Late as it now was, he could not sleep. But sleeplessness was no new thing with him; in broken rest he was growing continually worse. Too often did he spend the long silent hours of the night in living over the past—a record not to be dwelt on without keen and bitter anguish. At times, when sleep overcame him, he would start in terror at hideous forms and faces that seemed to stand before him. One especially, a face familiar and loved in early youth; but pale, distorted, and with strange fear and horror in dilated eyes. In truth, of late, since his coming to Cerro Blanco, a change had passed over him that cost him many a cold and secret shudder. Sometimes these visions haunted him when not asleep. Sometimes, while sitting with eyes open, and senses all awake, they drew near—they seemed to come within his grasp—and then would vanish—how and whither he could not tell. Even in the solitary mud-cabin called his cell from habit, he never felt alone, and least of all at night.
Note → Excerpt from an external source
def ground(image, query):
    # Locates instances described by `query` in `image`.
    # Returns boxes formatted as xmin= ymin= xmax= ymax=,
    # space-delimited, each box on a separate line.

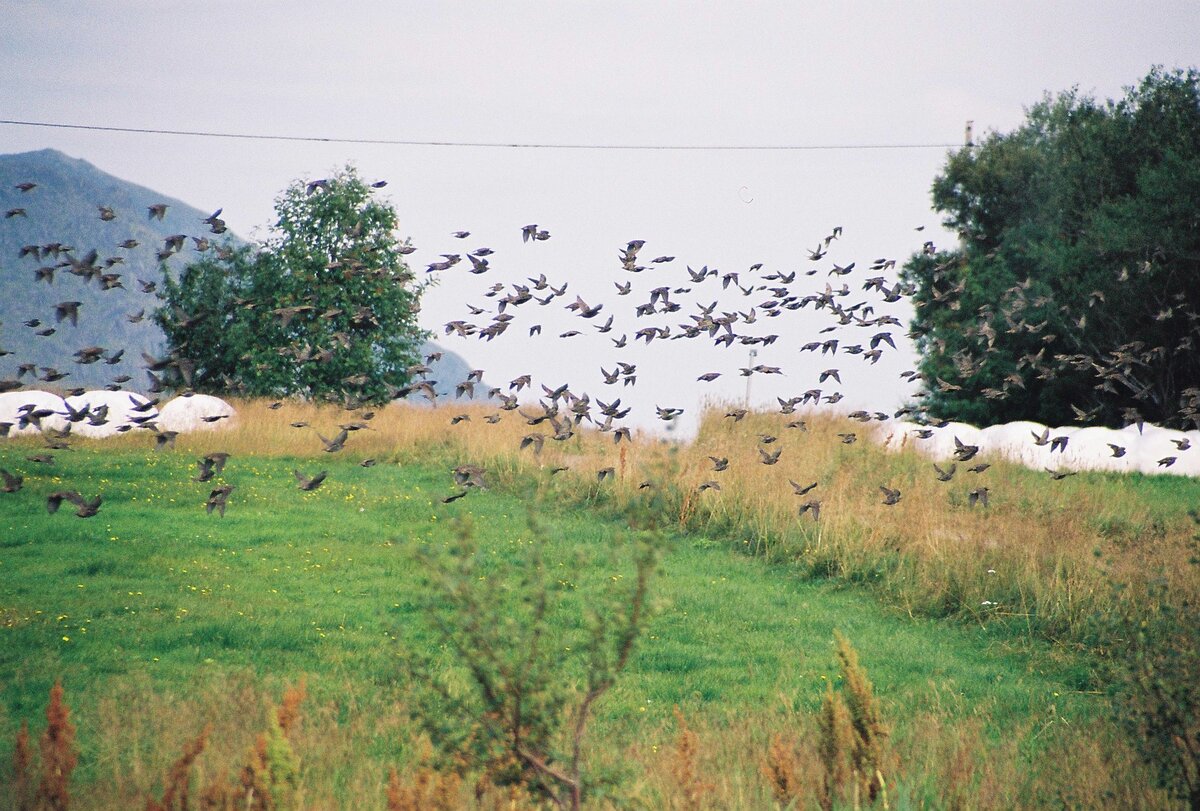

In order to banish these "temptations of the evil one" (as he called them), he tried fasting. This only aggravated the symptoms of his malady. He tried prayer—still they came. But his prayer was not real prayer; it was merely the repetition of a form,—a shadow, a lifeless thing.
And yet, sometimes, prayer and fasting gave relief—relief that almost grew to ecstasy. He dreamed that other visions might one day come—visions of glory, not of terror. Sinful as he was, such grace might be given him—and on some blessed day the white wings of angels might suddenly descend, and sweep away the demon host that pursued and tortured him.
Fray Fernando now stood at a place where two ways met. One of two destinies awaited him: either to become a saint, after Rome's most approved pattern, or—to become insane.